I legami di sangue spesso annegano nel sangue (Caino) e nella lotta per l’eredità i fratelli diventano i primi avversari. Dunque nessuna soluzione sentimentale, o parola magica, neppure con la fraternità. Il papa affianca alla fraternità l’amicizia sociale, che ha una qualità importante per le relazioni: l’amicizia è qualcosa che possiamo costruire (la fraternità è già decisa), l’amicizia è ciò che possiamo diffondere e vivere. Non basta il “simpatico motivo” della fraternità, perché i fratelli di sangue non bastano a far progredire la città.

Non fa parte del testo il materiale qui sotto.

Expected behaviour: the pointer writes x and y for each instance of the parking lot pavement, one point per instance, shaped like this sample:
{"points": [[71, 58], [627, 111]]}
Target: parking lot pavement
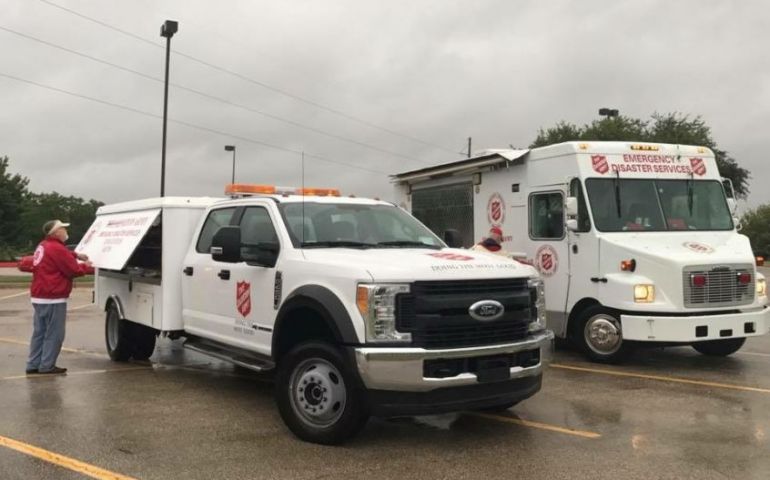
{"points": [[665, 413]]}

Una fraternità oltre la stessa famiglia, oltre i legami di sangue, è quella che è possibile quando due scelgono uno stesso progetto, abitano una stessa casa, e senza essere fratelli e sorelle generano nuova fraternità. La famiglia, in cui tutti siamo nati, è la prima inaugurazione di novità, di pluralità, di amicizia sociale. Per questo nonbasta l’unico sangue che si “inchioda in se stesso”(Derrida). Non bastano i legami di sangue, o di partito, o di categoria, o i legami di puro interesse.

Senza amicizia sociale ci sarà una sola generazione di fratelli che si esaurisce. E poi basta.

L’amicizia sociale non è il contrario della fraternità, è la prima condizione per non morire come gente che pensa solo a se stessa, vede solo se stessa.Quando i fratelli “vedono” oltre se stessi non negano la fraternità, la allargano, ne creano di nuova. Il contrario della fraternità è invece la “barbarie”, e l’amicizia sociale (il papa fa solo un accenno al n. 27) è il miglior vaccino contro la barbarie di una civiltà che accetta e giustifica ciò che accade (basta leggere i primi due capitoli dell’enciclica).

L’enciclica Fratelli tutti è altamente consigliata per tutti quelli che sognano che una città e un mondo durino più di noi stessi.